Croisic, Luluberu, Brume et Barzoi, merci beaucoup pour vos commentaires ! C'est la première fois que je m'essaie au genre merveilleux, fantastique alors merci pour vos encouragements.

Croisic
Quelle belle et bonne nouvelle !

Quel bon moment je viens de vivre à sa lecture !

Fluidité du style, humour, originalité du sujet, bref, je suis également sous le charme de l'intemporalité de cette histoire.

Merci.

luluberlu
Portrait de luluberlu
Marika : celle qui élève. Le

Marika : celle qui élève. Le prénom n’est pas choisi au hasard, je suppose.

Bonne nouvelle : c’est un très bon texte. Histoire et sens du dialogue, pointe d’humour, etc. yes

 

Je crois qu’il y a à 2 ou 3 endroits des pbs de concordance des temps. (Suis pas sûr, mais ça a accroché).
« J’adressai à Marika un regard entendu bien que je n’avais absolument aucune idée de ce qu’était une gouvernante. » C’est le mode subjonctif qui est normalement demandé par la locution « bien que », mais certains grammairiens justifient l’emploi de l’indicatif pour souligner la réalité d’un fait. Parmi les temps de l’indicatif, le conditionnel peut servir à exprimer l’éventualité.
« Marika me congédia en moins de temps qu’il n’en fallait pour le dire. » fallut (passé simple)
« Marika avait reçu pour Noël, un cadeau un peu spécial. » virgule en trop.

brume
Portrait de brume
Bonjour,

Vous allez rire mais malgré la légèreté de ton de cette sympathique histoire, j'ai été angoissée durant toute la lecture, cette peur de lire à un moment à un autre que ces 2 enfants fassent du mal aux mini-humains.

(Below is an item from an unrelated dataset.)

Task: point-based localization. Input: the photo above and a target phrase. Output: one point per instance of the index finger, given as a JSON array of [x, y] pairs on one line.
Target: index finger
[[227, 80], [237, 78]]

Bref, il y a une morale à cette histoire et tout est bien qui fini bien.

Un joli conte fantastique bien que j'aurais préféré entendre les pensées et connaître les ressentis des mini-humains pendant leur captivité chez Marika, ça aurait donné une dimension plus drôle et peut-être plus touchante à l'histoire.

Petit bémol, il est dommage de ne pas connaître le nom du héros, Marika ne le prononce pas une seule fois, et pendant la présentation des mini-humains le héros ne se nomme pas.

 

barzoi (manquant)
Marika

Je ne suis pas adepte du genre fantastique mais c'est parceque je ne vous avez pas lu. J'ai beaucoup aimé cette histoire servie par un style qui m'a enchantée. Merci pour cette très agréable lecture.